I bought a bunch of sportscoats and suits and took them straight to the washing machine. Suits are the worst for hanging on to the thrift store funk, so you might want to give them a couple washes. I’d avoid any wool suits for this project because they’ll felt before you can get the funk out, and won’t hold up to any future washings. Tear these apart on the seams and cut them into 3″ x 3″ squares. I tried to include any cool details like pockets or buttons and even some exposed interfacing because I think it’s cool to see all the stuff that these suits are made of, and I wanted to preserve the suit look through the pillow.

 

Step 2

I didn’t want to come up with a pattern for how the different fabrics were used.
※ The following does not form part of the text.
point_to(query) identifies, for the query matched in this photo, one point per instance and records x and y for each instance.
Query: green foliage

Different suits yielded different numbers of usable squares, and I didn’t feel like doing a lot of math, so I just threw all the pieces into a bag and shuffled. Pick out two squares and sew them together. Do that over and over until they’re all used up.

 

Step 3

Throw the pairs back into a bag and pull them out to sew together in a chain 10 squares long. Make 6 of those chains of 10 squares.

 

Step 4

Iron the chains flat. Depending on the fabric content of your suits this can be tricky, but iron all the seams in one direction. The flatter you can get these the neater the finished product you look, which will be important if you used some super heavy weight fabric mixed in with a lightweight one. Take one of the chains and flip it in the opposite direction before pinning it to the long side of another of the chains. This should let all those seams nestle up next to each other instead of on top of each other and decrease some of the bulk you can get working with these fabrics.

 

Step 5

For the front of a king sized sham I used 10 squares across and 6 squares down. Give the whole thing a good ironing.

Step 6

For the back I used an envelope closure. So that means I made two pieces of 6 x 6 squares and hemmed one edge of both of them. Lay them out on top of the front piece right sized together and match the edges, letting the hemmed sides overlap. Sew around all four sides.

Step 7

Trim the corners before turning it right side out and you’ll get nice sharp points in your pillow.

 

Suit Shams

I love how all the details look once it’s all pieced together. The little bits of pockets and cuffs and buttons make it obvious these are suits and not just a bunch of fabric pieced together. Just be sure when you’re laying it out that the buttons wind up on the sides and not right in the places you’re likely to lay your head.